AIFARMS is one of the 27 AI Institutes funded by USDA-NIFA and the NSF, the focus of which is on making foundational AI advances in agriculture and using them to ensure that future agriculture is environmentally friendly, sustainable, affordable, and accessible to diverse farming communities. Housed at the University of Illinois, AIFARMS has a wide network of collaborators that includes researchers from Michigan State University, the University of Chicago, Tuskegee University, Argonne National Laboratory, and the Donald Danforth Plant Science Center, among others.
From the very start, AIFARMS has emphasized Data Management operations as an important operation of the Institute. As a result, a Data Management working group was formed that Ana Lucic has been involved with for the past three years. The group is tasked with keeping abreast of the technological changes that are occurring that have an influence on how data is published, shared, interpreted, and analyzed. As part of this effort, the working group has created Best Practices for Dataset and Software creation that are available through this link. This guide serves as a reference tool for students, staff, and researchers as they are going through the process of dataset or software creation. Each dataset creation process can be very unique in nature and purpose which is the reason why the tutorial is general. We invite researchers to approach us with more specific questions with respect to finding the right platform on which to post the datasets, how to anonymize data before publishing it, the vocabulary to use to document the data, and how to make the data more findable, accessible, useable, and reproducible, FAIR in short.
Datasets take a long time to create and during this process, a subset of the data might be ready to be shared with other researchers, but not in a public manner, which is why it is important that researchers have an easy way to share data internally. AIFARMS has created templates for internal data sharing as well as a data portal where data created by the researchers can be hosted in part or fully and privately or publicly.
The pace of technology affects how we manage and engineer data. While large language models hold promise for how we can process or extract meaning from data, lack of documentation will likely hinder the possibilities for further enrichment or alignment of the data source. In other words, there is quite a lot that researchers need to do to facilitate alignment with other data sources, which could lead to a stronger elicited signal from the data. The example dataset that Lucic has helped document is the PigLife dataset, which is available here. The publication[1] associated with this dataset is available here. Large language and computer vision models are also being used to facilitate the new methods for identifying previously unseen and unlabeled categories of objects and turning them into useful information, such as in the following recent publication[2] led by Garvita Allabadi, a computer science PhD student affiliated with AIFARMS.
Another crucial aspect of the data work at the Institute represents a collaboration with scientists from other AI Institutes, such as AgAID, AIFS, AIIRA, and ICICLE, among others. Participation in several working groups that deal with data engineering challenges and practices, such as the Data Engineering for AI applications working group, the IEEE Smart Ag working group, and AgBioData Phenotypic data standardization and management is [1]an aspect that helps Lucic stay abreast of the changes in the field. It is through these partnerships and active collaborations that decisions are made on how to move through the complex landscape in the area of agriculture, which spans images from hyperspectral, multispectral, LIDAR camera systems, video, physical and biological samples, and surveys, among others.

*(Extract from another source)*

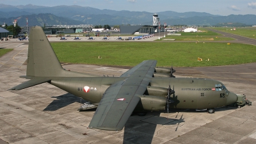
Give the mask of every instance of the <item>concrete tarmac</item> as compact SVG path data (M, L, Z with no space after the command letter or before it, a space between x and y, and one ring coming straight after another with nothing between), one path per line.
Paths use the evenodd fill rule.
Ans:
M80 98L48 83L8 91L27 81L27 42L2 42L14 49L0 58L0 143L256 143L256 63L177 68L177 77L220 80L230 92L245 94L253 106L194 109L131 116L120 131L88 129L95 109L78 111ZM64 64L64 68L119 76L128 68ZM84 100L82 100L84 102ZM1 140L1 139L2 140Z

The search for better alignment and expression of existing data sources represents an important aspect of Lucic’s work on her other projects within the Algorithm & Software group at the Illinois Applied Research Institute (ARI). For example, for the Correlation of Mental Health Screening and Accelerated Growth Trajectories project, the team is analyzing retrospectively the accelerated growth trajectories against the psychosocial functioning score, such as the one provided through the Pediatric Symptom Checklist-17 questionnaire, as well as against the Social Determinants of Health. In this instance, data alignment from different time points was a prerequisite for the analysis. Finding the right way to align the data is a challenge in itself, but also one of the fascinating aspects of the project. A different project looks at how we can elicit a better and stronger signal from data by trimming the peripheral content that typically surrounds textual objects, such as digitized textual objects that contain related to but also peripheral material in relation to the core content of the works.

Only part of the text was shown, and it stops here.